Published online by Cambridge University Press: 05 June 2012
History is the western myth.
Such a statement clearly implies a critique of history. This critique, however, does not consist in denying that there is history, contrary to the charge brought by Sartre against the structuralists. Speaking of Michel Foucault's (highly successful) book, Les mots et les choses (The Order of Things), Sartre says:
Foucault supplies people with what they have been needing: an eclectic synthesis in which Robbe-Grillet, structuralism, linguistics, Lacan and Tel Quel are each invoked in turn so as to demonstrate the impossibility of historical thought.
Behind history, of course, the target is Marxism. This is an attempt to constitute a new ideology, the last bulwark which the bourgeoisie can still erect against Marx.

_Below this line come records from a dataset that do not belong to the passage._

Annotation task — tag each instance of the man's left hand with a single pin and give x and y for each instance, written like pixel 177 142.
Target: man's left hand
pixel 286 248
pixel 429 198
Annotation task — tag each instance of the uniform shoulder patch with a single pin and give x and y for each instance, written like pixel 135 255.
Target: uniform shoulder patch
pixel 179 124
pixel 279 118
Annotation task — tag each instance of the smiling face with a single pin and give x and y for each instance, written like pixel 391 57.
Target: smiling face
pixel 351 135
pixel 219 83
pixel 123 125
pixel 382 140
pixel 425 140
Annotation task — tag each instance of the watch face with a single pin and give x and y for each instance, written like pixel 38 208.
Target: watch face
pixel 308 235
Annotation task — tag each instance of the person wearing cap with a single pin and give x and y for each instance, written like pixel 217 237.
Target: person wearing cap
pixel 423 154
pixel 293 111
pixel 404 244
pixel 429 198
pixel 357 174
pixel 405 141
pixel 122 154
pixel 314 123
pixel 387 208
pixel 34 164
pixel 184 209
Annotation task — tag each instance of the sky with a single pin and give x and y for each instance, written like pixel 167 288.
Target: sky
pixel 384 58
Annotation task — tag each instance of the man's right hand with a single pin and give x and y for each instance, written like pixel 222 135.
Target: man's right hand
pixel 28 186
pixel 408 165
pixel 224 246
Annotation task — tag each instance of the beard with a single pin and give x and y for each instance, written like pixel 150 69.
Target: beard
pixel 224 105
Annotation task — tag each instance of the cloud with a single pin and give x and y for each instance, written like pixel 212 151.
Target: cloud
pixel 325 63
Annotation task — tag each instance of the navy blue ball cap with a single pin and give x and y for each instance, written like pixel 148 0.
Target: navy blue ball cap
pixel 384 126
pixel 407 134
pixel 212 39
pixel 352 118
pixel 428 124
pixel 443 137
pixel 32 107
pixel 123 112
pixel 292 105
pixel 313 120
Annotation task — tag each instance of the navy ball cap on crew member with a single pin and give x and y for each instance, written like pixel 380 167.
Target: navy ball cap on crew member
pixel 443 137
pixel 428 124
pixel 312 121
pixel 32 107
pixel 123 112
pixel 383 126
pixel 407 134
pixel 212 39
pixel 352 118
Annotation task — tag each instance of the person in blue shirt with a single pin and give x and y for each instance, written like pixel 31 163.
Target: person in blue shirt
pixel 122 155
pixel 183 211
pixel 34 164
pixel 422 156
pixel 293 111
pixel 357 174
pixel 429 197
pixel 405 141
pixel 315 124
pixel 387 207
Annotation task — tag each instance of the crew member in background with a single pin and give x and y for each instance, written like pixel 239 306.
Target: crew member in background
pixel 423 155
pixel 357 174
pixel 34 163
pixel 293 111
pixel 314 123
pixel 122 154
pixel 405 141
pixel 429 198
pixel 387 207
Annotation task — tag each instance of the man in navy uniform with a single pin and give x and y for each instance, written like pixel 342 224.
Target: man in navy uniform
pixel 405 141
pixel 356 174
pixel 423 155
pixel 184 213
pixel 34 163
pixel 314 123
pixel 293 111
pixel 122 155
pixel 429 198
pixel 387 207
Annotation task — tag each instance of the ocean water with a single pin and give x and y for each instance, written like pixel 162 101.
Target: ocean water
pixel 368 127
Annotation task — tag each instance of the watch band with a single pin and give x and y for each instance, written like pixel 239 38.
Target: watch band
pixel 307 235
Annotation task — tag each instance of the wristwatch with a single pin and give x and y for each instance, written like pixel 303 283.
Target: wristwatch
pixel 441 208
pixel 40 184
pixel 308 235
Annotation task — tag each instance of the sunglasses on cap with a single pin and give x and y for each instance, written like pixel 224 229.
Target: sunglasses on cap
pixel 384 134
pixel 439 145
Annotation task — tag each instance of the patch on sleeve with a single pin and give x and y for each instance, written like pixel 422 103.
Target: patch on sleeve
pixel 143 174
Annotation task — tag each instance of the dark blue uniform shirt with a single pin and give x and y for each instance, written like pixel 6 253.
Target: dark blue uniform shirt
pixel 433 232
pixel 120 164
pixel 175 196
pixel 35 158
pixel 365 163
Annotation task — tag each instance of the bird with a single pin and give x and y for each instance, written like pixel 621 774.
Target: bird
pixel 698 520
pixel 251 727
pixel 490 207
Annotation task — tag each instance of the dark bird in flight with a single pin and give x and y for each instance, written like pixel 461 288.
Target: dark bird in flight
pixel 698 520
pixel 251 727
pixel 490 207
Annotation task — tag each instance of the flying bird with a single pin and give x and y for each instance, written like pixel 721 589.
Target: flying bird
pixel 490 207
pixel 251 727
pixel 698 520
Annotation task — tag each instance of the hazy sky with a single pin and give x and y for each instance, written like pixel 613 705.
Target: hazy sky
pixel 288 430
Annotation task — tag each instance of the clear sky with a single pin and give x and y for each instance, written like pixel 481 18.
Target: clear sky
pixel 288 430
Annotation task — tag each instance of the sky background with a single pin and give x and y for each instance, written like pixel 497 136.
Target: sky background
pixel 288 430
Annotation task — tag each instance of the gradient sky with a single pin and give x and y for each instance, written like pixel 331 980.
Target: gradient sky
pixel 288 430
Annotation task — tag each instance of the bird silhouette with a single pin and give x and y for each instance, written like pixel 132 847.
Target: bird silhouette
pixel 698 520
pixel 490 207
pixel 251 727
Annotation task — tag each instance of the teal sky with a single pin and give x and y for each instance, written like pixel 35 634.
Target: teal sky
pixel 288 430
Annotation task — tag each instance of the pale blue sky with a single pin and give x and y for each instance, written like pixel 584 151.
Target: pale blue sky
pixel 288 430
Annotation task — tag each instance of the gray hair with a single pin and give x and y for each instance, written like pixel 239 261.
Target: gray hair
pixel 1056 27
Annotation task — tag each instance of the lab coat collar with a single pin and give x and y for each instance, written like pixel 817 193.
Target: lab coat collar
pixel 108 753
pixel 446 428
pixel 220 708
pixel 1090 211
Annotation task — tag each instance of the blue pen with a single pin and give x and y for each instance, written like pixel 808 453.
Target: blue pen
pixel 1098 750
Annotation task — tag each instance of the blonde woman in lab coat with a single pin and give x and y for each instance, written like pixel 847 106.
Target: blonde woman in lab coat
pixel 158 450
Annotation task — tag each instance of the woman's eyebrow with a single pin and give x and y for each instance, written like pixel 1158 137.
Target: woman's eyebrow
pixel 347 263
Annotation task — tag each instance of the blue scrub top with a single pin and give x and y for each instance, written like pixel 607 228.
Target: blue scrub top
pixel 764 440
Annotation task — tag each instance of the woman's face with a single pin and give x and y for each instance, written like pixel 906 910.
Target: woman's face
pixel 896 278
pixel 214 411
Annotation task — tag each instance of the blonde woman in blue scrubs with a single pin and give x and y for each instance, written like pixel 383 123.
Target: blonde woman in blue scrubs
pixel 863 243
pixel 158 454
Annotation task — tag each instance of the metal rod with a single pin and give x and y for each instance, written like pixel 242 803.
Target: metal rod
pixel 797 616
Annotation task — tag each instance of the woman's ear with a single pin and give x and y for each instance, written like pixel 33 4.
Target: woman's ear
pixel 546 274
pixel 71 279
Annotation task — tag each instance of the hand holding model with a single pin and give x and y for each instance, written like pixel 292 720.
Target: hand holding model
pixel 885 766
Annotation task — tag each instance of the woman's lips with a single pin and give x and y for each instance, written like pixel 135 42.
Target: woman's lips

The Order of Things, ‘last bulwark’ raised by the ‘bourgeoisie’ against ‘Marx’ … Unfortunately for Sartre, his judgment here is a strikingly clear testimony to the mythical nature of his conception of history. Nobody seeks to ‘deny history’. Our only concern is to ascertain whether a sober conception of it may be reached after the twilight of the Hegelian idol.
Nihilism
Like several philosophers of his generation, Foucault comes from the French positivist school, for whom philosophy is a function of the history of concepts at work in the various learned specialist fields. Having set out to write a history of psychiatry, i.e. a study of the distinction made by doctors between the normal and the pathological in the field of mental health, Foucault finishes by writing his Histoire de la folie à l'âge classique.